Eu estive andando o mesmo caminho que sempre andei
Sentindo falta das fendas no pavimento
E quebrando o meu salto e machucando meus pés
"Há alguma coisa que eu possa fazer por você, querida?
Há alguém para quem eu possa ligar?"
"Não e obrigada, por favor, madame
Não estou perdida, só vagando"
Adele

As vezes acredito que a minha vida seja nada mais que um fluxograma
Acordar
Comer
Limpar
Organizar
Comer
Dormir
Estudar/trabalhar
Cozinhar de novo
Estudar/trabalhar
Dormir

Nesse ritmo vivi todos os dias de 2015. Noventa por cento deles carreguei olheiras, lágrimas, o peso da perda como um todo.
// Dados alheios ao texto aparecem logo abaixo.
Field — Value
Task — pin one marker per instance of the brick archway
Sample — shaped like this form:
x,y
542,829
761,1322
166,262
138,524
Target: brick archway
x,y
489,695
Não vivi  este ano, de tantas crises mundiais...Eu vive meu próprio inferno.
As vezes quase que rotineiramente ouço das pessoas o quanto elas me consideram uma pessoa forte, por ter segurado tudo ao meu redor. Imaginando a cena, eu sou o garçom segurando aquela forma lotada de pratos mesmo depois de escorregar, alguns caem e se quebram. Mas permaneço com a grande parte desses pratos ileso.Porém, meu tornozelo dói com o esforço.
Não sou forte. Disfarço bem. Racionalizo.
Minha profissão me ajudou e muito a entender a morte, sua ritualística e a maneira como a sociedade a trata, em todo o decorrer do tempo. Da naturalidade ao desejo de evitá-la ao máximo em dias atuais, e até de não aceitá-la.
Eu entendo cientificamente o comportamento humano em relação a isso. Portanto, eu só sinto saudades, portanto eu só sinto um oco incurável, que não, nem o tempo vai curar.
Eu ouço no meu pé do ouvido todas as vezes que eu penso em me deixar levar pelo desespero, eu ouço ela me falar da sua adoração pelo meu trabalho, pelo seu orgulho em ter em mim parte de seus sonhos personificados.
E eu penso que era isso que ela gostaria que eu fizesse, que eu fosse talvez forte, para lidar de forma mais natural possível com algo que nos é inerente, a morte.
Eu sei que ela desejou a mim a vida, plena. A vida.
Serei teimosa como ela foi diante de todas as adversidades que teve que enfrentar desde sua infância já doente. Serei teimosa em fazer tudo aquilo que o mundo me disse que não poderia.
Serei feliz, mesmo que os dias me forcem a crer nessa impossibilidade.
Serei teimosa, forte, e sábia como ela foi, até minha morte.